In the Octagon, there is, of course, one other fighter that outshines GSP, and that man is Anderson Silva. He has more consecutive successful title defenses and, more importantly, finishes more fights. Silva is always looking for an opening to capitalize on, and he seems to balance poor performances like that against Chael Sonnen and Demian Maia with shockers like ones against Vitor Belfort.
Silva obviously has a lot to work on with wrestlers, but he's nearing the end of his career and he's cleared out all the competition in the middleweight division (short of a possible Sonnen rematch). Many fans want to see him challenged only by the best.
This is where GSP has been vague. While we know that he's willing to fight anyone, it seems to come with a couple of parameters. For one, GSP wants to take the time to gain the necessary weight. Secondly, he has a lot to lose if Silva beats him.

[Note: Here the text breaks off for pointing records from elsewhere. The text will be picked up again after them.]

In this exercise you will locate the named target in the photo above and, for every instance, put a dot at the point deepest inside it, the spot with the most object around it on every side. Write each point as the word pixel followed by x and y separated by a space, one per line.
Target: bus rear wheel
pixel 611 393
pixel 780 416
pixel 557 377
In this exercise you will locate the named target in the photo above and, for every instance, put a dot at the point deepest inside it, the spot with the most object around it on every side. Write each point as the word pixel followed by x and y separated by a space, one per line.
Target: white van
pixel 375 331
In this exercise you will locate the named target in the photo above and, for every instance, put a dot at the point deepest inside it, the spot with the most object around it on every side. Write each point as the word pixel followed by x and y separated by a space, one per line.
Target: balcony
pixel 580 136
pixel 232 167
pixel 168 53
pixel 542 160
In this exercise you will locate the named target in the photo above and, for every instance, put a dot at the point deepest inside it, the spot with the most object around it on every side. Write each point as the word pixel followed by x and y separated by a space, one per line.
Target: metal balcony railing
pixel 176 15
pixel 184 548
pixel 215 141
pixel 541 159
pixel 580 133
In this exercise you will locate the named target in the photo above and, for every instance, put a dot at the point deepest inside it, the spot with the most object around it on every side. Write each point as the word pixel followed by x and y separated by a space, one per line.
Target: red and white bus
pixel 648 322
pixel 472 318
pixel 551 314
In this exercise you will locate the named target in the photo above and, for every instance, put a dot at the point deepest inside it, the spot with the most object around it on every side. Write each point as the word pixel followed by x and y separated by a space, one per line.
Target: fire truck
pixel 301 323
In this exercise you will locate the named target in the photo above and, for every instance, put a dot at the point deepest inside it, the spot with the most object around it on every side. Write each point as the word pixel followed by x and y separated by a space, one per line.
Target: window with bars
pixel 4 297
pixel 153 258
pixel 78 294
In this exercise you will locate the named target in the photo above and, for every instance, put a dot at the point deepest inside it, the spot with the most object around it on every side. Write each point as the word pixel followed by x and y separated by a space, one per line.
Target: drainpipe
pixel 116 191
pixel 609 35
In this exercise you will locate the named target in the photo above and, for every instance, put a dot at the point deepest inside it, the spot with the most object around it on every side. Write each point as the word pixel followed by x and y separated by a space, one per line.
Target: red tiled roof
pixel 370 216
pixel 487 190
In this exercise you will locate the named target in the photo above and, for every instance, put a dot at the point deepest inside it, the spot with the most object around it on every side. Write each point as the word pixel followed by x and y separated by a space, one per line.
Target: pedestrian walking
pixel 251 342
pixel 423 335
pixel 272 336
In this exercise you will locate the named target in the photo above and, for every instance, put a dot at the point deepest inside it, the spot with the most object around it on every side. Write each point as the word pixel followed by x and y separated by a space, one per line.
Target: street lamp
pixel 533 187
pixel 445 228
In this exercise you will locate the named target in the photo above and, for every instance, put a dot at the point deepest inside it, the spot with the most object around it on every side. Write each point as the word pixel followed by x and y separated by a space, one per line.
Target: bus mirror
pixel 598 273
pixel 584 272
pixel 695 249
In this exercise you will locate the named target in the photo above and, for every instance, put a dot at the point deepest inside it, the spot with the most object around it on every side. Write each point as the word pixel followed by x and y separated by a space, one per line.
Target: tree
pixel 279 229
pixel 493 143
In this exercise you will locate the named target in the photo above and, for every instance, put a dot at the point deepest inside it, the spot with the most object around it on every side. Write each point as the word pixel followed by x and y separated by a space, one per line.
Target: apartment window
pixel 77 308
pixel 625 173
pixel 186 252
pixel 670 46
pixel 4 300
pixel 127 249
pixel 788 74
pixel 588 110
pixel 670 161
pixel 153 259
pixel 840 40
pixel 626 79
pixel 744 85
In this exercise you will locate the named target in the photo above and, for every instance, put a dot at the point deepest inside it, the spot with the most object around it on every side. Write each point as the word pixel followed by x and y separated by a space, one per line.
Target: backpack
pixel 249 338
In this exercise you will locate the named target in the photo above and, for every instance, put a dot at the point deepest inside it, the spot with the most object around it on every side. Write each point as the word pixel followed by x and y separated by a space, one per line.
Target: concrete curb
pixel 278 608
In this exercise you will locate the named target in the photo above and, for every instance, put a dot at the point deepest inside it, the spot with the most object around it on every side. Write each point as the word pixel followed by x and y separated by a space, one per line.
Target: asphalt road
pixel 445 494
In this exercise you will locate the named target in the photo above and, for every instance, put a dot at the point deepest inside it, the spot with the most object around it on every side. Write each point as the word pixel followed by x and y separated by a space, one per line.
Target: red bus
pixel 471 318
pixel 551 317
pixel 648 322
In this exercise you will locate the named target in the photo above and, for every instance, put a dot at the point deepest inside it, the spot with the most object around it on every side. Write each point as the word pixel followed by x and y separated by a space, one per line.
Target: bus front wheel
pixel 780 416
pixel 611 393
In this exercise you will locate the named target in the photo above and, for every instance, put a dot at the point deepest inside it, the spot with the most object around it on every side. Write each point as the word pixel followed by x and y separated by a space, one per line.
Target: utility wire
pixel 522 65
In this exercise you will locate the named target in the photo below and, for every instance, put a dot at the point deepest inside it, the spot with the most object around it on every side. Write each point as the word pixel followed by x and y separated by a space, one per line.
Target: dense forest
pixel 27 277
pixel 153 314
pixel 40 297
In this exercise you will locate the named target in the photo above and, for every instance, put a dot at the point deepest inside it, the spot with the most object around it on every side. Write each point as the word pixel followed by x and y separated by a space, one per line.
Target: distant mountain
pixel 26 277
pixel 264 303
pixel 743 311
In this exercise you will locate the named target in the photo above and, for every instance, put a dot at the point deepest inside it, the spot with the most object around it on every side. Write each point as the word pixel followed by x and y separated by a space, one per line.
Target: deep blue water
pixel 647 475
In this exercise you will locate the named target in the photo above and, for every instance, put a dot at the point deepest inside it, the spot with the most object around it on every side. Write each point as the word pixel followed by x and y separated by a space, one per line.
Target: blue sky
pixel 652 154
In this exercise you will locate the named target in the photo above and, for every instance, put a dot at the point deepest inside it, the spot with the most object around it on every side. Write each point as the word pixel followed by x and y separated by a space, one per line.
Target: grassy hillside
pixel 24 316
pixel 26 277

Apparently GSP didn't take into consideration that in the first UFCs, there was no such thing as a weight class. Fedor Emelianenko and Cain Velasquez are two fighters that regularly fight with huge guys that have to cut to 265 pounds, and we don't hear them complain about a 20-40 pound difference in weight between them and their opponents.
Who would win?
Then there's Jon Jones. Jones lists Silva as one of his heroes. He says that he might stand a better chance against him than most because he's obsessively studied every one of his fights and knows almost everything about the man. Then there's the statement Jones made, saying he thinks he would stand a good chance at beating him given his size, skillset and intimate understanding of how Silva operates.
Jones has that same unpredictability in his style, and this element showed strong in his fight with Shogun. Shogun didn't know whether to watch out for a takedown, a spinning elbow, a devastating front kick or a jab that likely feels like any average fighter's cross. Shogun was paralyzed by an inability to time, predict or counter Jones' offense.
Jones doesn't worry about finding that window to finish fights. He has the right size, and he wouldn't have to worry about weighing enough to fight Silva. I'm sure if he was asked to do so, he would jump on the opportunity to fight a living legend still at the top of UFC competition.
So what's the problem?
Jones is a new champ. He has what will likely be a tough fight ahead of him, but if he blows through Rashad Evans as many are predicting, should he to be the one to face Silva instead of GSP?
Would you rather have a young fighter with similar features to Silva while being his wrestling inverse? Silva can beat the best of the strikers in the UFC, while Jones has eaten wrestlers of Vladimir Matyushenko and Ryan Bader's caliber for breakfast.
Jones isn't worried about being big enough to face Silva being that the two have comparable weight in between fights, and being so young and having a proven skillset against tough opponents, Jones would likely be more set on defeating Silva than preserving a non-existent legacy.
If GSP happens to get through Jake Shields and still exhibits uncertainty surrounding whether or not he would like to fight Silva, fans will naturally grow more and more curious about what the limits of Jones might be, if he has any with current competition. I say if Silva is offered a fight with Jones, he may actually have a lot more in common with GSP than we ever anticipated. What say you?